I think he is right on. Such is the dilemma of arousing and then having the audacity to think you can actually control populism.
But what really struck me is how the article opened. It reads:
Yulia Kuliyeva, only 19 and already a commissar, sat at a desk and quizzed each young person who sat opposite her, testing for ideological fitness to participate in summer camp.
“Tell me, what achievements of Putin’s policy can you name?” she asked, referring to Russia’s president since 2000, Vladimir V. Putin.
“Well, it’s the stabilization in the economy,” the girl answered. “Pensions were raised.”
“And what’s in Chechnya?” Ms. Kuliyeva asked, probing her knowledge of a separatist conflict that has killed tens of thousands and, although largely won by Russia’s federal forces and Chechen loyalists, continues.
“In Chechnya, it’s that it is considered a part of Russia,” the girl responded.
“Is this war still going on there?”
“No, everything is quiet.”
Ms. Kuliyeva is a leader in the Ideological Department of Nashi, the largest of a handful of youth movements created by Mr. Putin’s Kremlin to fight for the hearts and minds of Russia’s young people in schools, on the airwaves and, if necessary, on the streets.
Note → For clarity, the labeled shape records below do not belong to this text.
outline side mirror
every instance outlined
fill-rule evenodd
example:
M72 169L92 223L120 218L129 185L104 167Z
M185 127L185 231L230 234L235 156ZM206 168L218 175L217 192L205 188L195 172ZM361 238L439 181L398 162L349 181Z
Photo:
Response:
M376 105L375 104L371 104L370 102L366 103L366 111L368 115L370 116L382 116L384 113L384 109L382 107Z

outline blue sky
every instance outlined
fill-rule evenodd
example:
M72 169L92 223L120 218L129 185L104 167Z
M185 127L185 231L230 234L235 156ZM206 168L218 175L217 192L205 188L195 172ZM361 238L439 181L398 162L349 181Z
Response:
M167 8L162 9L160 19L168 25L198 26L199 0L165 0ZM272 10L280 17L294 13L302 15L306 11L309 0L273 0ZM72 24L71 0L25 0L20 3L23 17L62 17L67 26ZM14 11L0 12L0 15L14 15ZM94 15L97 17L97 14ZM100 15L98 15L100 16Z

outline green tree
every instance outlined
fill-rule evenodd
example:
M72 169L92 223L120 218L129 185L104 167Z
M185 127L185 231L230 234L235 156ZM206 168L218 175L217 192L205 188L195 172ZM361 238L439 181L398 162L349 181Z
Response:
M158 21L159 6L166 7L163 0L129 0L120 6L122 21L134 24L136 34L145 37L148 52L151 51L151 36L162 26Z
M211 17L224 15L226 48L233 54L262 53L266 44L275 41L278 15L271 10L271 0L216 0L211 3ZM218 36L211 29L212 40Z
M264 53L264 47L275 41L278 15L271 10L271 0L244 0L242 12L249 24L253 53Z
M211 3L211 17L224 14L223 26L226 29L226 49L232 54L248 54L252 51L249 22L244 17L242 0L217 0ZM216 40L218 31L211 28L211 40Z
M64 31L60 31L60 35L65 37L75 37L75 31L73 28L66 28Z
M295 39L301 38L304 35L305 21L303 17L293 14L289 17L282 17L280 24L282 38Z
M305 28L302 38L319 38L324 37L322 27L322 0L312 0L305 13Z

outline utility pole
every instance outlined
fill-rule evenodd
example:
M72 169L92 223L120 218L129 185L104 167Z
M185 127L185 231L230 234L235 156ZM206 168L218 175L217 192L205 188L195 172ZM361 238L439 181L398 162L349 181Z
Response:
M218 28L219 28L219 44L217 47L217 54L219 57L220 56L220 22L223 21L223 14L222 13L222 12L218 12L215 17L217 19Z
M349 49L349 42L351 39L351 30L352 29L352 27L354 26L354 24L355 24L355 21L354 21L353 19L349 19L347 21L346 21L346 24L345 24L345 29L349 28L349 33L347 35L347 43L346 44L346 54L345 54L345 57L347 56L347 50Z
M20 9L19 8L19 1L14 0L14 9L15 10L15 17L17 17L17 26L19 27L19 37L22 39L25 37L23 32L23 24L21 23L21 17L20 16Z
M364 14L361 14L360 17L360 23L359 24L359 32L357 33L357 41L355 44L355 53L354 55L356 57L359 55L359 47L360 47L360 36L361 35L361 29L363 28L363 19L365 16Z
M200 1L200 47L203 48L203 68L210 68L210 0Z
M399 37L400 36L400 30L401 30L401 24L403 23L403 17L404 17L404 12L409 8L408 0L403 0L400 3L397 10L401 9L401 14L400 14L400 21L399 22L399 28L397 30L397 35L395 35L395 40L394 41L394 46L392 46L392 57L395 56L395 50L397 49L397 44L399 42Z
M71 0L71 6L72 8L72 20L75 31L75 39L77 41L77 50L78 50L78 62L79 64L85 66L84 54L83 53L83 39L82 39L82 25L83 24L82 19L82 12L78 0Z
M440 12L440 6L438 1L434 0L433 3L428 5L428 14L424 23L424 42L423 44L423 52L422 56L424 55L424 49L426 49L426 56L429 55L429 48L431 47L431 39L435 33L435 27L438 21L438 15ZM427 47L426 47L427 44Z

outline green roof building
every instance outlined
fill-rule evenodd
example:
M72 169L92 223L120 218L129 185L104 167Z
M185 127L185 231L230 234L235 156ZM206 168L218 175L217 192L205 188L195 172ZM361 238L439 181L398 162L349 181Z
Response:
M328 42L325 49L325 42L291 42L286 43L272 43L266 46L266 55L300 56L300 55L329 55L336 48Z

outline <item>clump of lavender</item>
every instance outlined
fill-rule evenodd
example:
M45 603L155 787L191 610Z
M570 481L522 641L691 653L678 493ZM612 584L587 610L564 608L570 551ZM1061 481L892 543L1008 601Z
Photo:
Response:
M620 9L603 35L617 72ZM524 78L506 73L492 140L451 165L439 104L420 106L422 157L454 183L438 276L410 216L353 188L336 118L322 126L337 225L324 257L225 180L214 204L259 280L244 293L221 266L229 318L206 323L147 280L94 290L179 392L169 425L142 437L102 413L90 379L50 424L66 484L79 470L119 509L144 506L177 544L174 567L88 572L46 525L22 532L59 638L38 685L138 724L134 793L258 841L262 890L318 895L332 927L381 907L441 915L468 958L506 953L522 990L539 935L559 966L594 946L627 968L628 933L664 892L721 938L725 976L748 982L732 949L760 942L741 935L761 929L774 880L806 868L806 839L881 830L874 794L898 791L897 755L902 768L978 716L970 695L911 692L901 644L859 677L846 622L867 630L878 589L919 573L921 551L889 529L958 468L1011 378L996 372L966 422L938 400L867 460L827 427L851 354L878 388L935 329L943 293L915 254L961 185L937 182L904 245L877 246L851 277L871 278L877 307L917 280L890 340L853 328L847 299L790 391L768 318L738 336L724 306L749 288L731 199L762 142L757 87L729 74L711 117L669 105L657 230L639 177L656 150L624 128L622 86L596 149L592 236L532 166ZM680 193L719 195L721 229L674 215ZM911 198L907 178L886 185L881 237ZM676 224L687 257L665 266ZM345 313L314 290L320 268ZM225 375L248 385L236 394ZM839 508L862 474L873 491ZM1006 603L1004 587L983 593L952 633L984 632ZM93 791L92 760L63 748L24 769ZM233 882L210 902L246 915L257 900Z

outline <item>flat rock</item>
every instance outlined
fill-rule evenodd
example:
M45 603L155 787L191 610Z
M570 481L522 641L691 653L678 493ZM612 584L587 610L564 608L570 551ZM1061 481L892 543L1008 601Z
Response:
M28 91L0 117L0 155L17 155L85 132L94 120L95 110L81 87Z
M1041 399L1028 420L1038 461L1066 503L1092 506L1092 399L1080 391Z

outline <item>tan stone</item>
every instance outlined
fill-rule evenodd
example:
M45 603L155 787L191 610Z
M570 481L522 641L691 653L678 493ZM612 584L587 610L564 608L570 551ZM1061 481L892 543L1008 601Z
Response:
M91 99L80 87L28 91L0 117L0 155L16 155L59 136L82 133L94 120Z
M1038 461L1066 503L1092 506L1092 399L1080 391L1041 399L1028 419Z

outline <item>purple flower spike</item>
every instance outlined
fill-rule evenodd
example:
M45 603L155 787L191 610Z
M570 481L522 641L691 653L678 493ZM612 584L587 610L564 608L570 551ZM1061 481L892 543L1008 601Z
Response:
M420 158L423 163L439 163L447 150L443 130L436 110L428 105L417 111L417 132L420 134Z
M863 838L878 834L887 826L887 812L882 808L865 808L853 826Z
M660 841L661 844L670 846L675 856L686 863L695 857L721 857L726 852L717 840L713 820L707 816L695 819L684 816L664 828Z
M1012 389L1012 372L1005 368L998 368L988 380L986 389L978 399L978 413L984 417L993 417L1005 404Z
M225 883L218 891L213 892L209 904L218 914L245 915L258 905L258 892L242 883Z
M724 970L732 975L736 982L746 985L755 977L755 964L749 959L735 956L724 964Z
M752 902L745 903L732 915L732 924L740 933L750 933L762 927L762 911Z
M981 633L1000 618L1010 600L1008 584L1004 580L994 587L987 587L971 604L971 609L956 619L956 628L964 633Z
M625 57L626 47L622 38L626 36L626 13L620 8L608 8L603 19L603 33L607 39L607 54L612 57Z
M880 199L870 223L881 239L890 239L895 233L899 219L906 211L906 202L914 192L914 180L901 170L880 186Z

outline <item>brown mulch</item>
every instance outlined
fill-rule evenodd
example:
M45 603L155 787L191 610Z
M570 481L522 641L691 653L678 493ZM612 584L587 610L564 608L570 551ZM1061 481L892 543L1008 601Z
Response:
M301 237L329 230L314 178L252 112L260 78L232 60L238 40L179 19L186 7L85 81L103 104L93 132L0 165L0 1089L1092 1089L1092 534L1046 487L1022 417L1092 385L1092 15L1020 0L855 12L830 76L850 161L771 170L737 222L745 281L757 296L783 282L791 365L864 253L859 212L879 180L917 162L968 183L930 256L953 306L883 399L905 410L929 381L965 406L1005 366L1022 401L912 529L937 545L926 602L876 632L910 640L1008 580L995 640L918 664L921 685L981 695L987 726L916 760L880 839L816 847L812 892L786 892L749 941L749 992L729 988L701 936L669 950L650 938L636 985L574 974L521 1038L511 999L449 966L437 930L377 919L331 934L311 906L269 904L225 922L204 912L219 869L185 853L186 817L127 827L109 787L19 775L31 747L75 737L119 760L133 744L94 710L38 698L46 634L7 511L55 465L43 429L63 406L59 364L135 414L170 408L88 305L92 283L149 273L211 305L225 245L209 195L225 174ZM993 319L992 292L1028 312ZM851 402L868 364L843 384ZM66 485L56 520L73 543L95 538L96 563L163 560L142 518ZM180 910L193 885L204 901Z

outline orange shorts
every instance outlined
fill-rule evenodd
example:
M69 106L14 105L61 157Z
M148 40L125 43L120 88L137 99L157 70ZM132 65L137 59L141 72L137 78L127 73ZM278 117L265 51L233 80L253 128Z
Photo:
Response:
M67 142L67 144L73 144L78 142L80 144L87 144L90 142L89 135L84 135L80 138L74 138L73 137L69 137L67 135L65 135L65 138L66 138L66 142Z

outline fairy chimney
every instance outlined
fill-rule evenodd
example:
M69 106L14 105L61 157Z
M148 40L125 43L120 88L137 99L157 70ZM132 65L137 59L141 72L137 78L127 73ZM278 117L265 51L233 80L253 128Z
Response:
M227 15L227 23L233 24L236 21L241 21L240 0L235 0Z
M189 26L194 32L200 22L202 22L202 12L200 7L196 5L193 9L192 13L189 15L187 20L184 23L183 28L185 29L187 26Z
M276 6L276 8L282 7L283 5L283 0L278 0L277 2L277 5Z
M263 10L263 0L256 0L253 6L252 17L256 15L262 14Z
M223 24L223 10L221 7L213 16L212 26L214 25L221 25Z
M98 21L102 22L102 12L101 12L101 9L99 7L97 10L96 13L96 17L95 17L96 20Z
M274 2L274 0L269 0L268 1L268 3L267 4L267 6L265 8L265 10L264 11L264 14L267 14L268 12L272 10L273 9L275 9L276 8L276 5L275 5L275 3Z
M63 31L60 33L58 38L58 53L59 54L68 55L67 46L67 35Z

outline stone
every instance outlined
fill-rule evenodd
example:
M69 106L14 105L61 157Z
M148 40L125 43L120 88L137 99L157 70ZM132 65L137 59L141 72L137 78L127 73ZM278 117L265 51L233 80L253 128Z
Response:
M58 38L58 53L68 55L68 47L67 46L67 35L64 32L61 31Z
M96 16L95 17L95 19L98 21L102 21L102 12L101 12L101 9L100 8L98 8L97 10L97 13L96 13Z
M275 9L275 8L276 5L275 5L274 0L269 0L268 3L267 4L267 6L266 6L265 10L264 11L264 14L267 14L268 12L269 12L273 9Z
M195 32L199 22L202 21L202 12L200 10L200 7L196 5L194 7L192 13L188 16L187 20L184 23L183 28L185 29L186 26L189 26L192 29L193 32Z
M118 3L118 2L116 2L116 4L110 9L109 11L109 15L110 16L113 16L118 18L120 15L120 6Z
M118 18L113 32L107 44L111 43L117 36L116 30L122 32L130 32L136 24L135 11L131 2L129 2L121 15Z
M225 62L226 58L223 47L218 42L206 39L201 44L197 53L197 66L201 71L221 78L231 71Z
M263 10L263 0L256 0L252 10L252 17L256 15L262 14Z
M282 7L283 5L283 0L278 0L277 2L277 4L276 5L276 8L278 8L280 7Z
I sure wish the Times would have questioned this obvious charade. I doubt your average Nashi member has such ideological prowess. In fact, Kuliyeva’s question and answer session reminded me of a document I found in the Komsomol archive. Such ideological questioning was common in Komsomol admissions and expulsion trials. Mine comes from an expulsion trial. I believe it is probably more indicative of not only your average Komsomol member at the time but also even symbolic of your average Nashi member’s ideological awareness.
The document dates from 1926. On trial was one Klishin, born in 1904, an unemployed peasant, and joined the Komsomol in 1923. Klishin was also charged with neglecting his studies, playing ill to get out of them, and for “rowdiness and drunkenness.” Here is what the Moscow Raikom expulsion commission asked Klishin to determine his guilt:
Were you drunk in the washroom?
I drank.
What kind of work did you do in the Komsomol since 1923?
I was a member of the cell bureau.
What did you do as a bureau member and what was your responsibilities?
They didn’t give me any responsibilities.
What else did you do?
I did literary work, gave reports on Komsomol activism.
How do you express your Komsomol activism?
I encourage worker youth to join the League.
When was the 14th Party Congress?
I don’t know.
Which Party Congress was in 1925?
The nineteenth.
What is KIM (Communist Youth International)?
Dictatorship of Komsomol.
What newspapers do you read?
I read but I haven’t for a month.
Who is Stalin?
I don’t know.
The last one was the ringer. To say the least, Klishin was expelled from the Komsomol. I wonder is Nashi has its own expulsion process to deal with their riffraff.